Depuis les années 1960, un mouvement donne un second souffle à la pratique : le New Age. Ce courant lie le corps, l’âme, l’esprit et le cosmos dans un but spirituel d’ouverture au monde. Il est apparu dans les années 60 aux Etats-Unis en opposition aux croyances établies, dans une volonté de construire un monde sans violence. Il utilise des pratiques bien connues comme l’astrologie, la cartomancie, les médecines alternatives, la méditation, le yoga, le développement personnel, ou encore la loi de l’attraction. Cette dernière croyance affirme que les pensées positives attirent les expériences bienfaitrices.

Afin de bénéficier de la crédibilité de certaines de ces disciplines, l’astrologie s’est transformée. Désormais, les astrologues lisent le ciel, pratiquent la divination et conseillent de se soigner grâce à des médecines alternatives pour se développer personnellement et s’éveiller.

Le retour des sorcières

Mais loin devant les idées mystiques du New Age, c’est un mouvement politisé qui démocratise d’autant plus l’astrologie : le féminisme. 
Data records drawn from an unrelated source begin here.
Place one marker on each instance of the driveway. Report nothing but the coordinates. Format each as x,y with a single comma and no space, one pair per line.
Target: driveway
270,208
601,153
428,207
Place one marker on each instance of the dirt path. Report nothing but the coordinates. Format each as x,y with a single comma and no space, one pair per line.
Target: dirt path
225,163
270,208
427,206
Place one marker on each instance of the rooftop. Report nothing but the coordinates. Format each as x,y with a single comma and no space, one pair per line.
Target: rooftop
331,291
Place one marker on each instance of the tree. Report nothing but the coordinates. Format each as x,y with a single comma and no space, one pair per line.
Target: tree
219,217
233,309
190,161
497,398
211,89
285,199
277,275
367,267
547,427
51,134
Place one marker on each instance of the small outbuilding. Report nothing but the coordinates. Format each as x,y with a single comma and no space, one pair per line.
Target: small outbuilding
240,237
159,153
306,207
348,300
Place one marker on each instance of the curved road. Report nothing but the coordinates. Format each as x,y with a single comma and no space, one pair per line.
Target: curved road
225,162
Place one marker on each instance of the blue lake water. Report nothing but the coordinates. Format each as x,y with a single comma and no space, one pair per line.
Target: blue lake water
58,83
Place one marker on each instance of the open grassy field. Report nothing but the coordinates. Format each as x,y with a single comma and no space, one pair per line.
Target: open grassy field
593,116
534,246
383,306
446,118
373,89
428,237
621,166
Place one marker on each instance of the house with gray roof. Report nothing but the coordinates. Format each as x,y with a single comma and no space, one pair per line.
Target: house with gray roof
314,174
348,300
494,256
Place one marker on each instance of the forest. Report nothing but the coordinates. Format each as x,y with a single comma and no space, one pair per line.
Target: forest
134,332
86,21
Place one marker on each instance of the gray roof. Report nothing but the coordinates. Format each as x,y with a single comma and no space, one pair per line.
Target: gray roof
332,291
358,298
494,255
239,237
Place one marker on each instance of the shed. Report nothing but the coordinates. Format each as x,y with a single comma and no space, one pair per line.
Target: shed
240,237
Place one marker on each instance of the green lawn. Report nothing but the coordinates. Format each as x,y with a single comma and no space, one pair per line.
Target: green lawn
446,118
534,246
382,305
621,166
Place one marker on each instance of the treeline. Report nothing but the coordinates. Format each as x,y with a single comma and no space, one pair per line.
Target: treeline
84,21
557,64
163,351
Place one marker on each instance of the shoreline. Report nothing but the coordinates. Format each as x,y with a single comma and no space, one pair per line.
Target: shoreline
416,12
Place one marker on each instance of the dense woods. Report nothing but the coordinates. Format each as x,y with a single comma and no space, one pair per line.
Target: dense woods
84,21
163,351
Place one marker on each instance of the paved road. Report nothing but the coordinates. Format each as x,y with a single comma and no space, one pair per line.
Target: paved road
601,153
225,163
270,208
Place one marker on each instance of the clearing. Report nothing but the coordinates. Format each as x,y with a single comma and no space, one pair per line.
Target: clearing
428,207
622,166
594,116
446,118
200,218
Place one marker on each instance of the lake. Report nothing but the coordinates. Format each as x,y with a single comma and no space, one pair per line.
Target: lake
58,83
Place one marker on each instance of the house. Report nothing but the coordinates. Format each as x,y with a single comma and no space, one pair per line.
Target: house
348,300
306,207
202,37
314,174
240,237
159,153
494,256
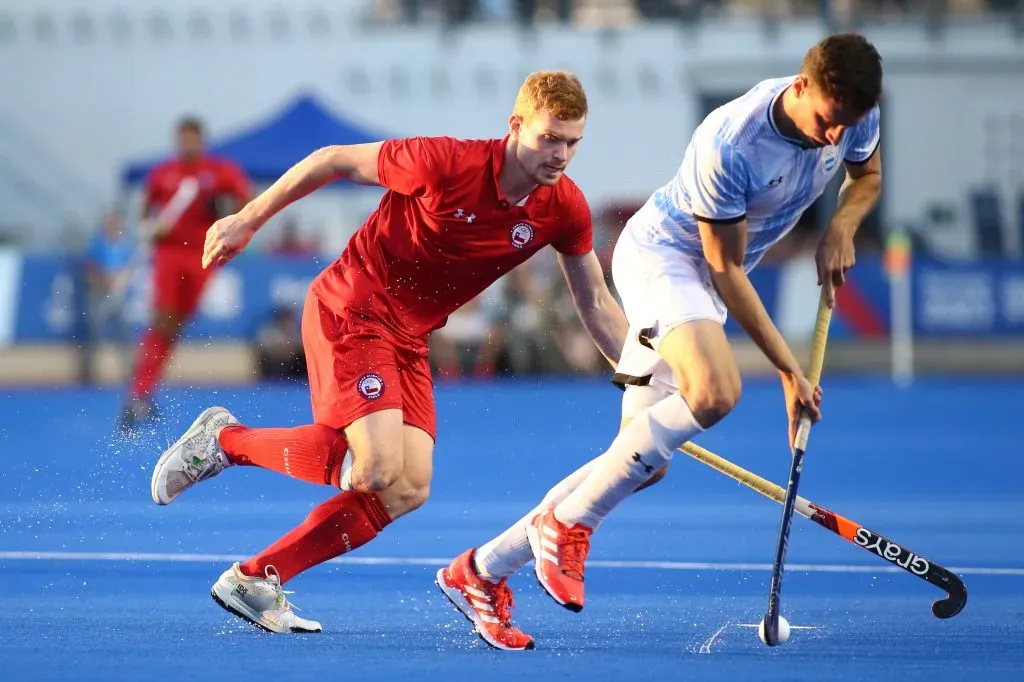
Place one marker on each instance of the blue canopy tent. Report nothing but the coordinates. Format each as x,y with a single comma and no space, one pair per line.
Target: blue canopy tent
268,150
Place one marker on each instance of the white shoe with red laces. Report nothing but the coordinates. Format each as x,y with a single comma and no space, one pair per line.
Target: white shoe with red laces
487,604
559,554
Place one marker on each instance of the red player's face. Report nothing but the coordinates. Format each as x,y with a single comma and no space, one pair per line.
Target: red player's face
546,144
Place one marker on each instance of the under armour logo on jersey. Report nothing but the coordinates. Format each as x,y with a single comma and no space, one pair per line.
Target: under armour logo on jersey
639,460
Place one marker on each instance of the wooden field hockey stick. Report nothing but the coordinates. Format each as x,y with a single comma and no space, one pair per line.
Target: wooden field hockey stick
800,448
867,540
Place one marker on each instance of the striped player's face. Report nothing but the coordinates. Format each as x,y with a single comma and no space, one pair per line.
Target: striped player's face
546,144
820,119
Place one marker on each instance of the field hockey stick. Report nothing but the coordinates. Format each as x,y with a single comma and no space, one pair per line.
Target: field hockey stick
867,540
800,448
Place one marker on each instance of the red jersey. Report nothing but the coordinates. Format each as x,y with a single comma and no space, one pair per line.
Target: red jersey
442,233
216,177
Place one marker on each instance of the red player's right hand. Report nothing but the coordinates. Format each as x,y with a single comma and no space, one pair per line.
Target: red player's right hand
226,239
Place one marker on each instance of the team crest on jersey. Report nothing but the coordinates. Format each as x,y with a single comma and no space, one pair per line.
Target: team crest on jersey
371,386
828,160
522,233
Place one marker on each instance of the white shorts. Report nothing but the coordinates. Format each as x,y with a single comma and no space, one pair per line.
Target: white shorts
660,288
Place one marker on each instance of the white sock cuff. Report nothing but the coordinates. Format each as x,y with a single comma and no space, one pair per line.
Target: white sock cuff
672,424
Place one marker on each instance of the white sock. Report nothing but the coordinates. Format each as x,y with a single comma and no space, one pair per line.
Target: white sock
640,450
510,551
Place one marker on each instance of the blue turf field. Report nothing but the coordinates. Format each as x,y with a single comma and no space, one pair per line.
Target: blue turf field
101,584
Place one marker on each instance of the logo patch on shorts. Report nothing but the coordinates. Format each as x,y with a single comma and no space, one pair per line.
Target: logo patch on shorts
371,386
522,233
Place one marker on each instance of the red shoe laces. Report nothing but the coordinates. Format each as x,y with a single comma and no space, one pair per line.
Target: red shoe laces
574,544
502,598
La discipline bénéficie en particulier de la redécouverte de la figure de la sorcière, à la fois dans l’Histoire, dans la pensée politique et dans la pop-culture. En France, des essais comme Sorcière, la puissance invaincue des femmes de Mona Chollet ont contribué à la crédibilité de cette réhabilitation jusque dans la littérature. L’astrologie est pratiquée, à l’origine, par des acteurs très différents comme des druides aux médecins. De nos jours, c’est la figure de la sorcière qui y est associée. Entre tarot et boule de cristal, elle devient le symbole de ses pouvoirs de clairvoyance.

La discipline se diffuse sur les réseaux sociaux, et en particulier sur Tik Tok, à travers un nouvel esthétisme. Loin des images médiévistes, des sorcières auto-proclamées donnent en direct des lectures de thèmes astraux, en tirant les cartes et en promettant d’éloigner les maléfices. Cette tendance est loin d’être marginale. Le succès de Sarah Al, une sorcière suivie par 1,3 millions de personnes, le démontre. 

Du divertissement à l’arnaque

Pour beaucoup de français, l’astrologie est aussi un divertissement. Avec les confinements successifs, les Français se sont en quête de sens, allant parfois chercher des réponses dans le paranormal. Les astrologues l’ont bien compris. Les éditions Alliances Magiques proposent un jeu de Tarot des confinés. En 2020, l’entreprise a réalisé près de deux millions d’euros de chiffre d’affaires, soit 70 % de plus qu’en 2019. 

Si la pratique s’est développée, les arnaques sont elles aussi de plus en plus nombreuses. En 2020, la Mission interministérielle de vigilance et de lutte contre les dérives sectaires (Mivilud) estimait que 40% des signalement reçus concernaient des questions de santé ou de bien-être.

Depuis 1994, l’exercice professionnel des arts divinatoires est autorisé en France. Cependant, il est très peu contrôlé. En mars 2021, une affaire impliquant une star de télé-réalité, Carla Moreau, a révélé les dessous de la discipline. La jeune femme aurait été victime du chantage d’une voyante, pour une somme proche des 1,2 millions d’euros. 

Cette affaire très médiatisée, en raison de la popularité de l’influenceuse, a dévoilé une pratique qui se révèle être courante. Youcef Sissaoui, le président de l’Institut national des arts divinatoires (Inad) a déclaré que « 90 à 95 % de charlatans officient en France ».

Malgré ces remises en cause, la quête de sens des français continue. L’ancien président François Mitterrand a eu recours à plusieurs voyantes, dont la célèbre astrologue Elizabeth Teissier. Elle a, d’ailleurs, rendu public leurs entrevues dans un ouvrage publié en 1997, Sous le signe de Mitterrand. Comme quoi, le phénomène touche même les plus hautes sphères du pouvoir, et ce, depuis longtemps.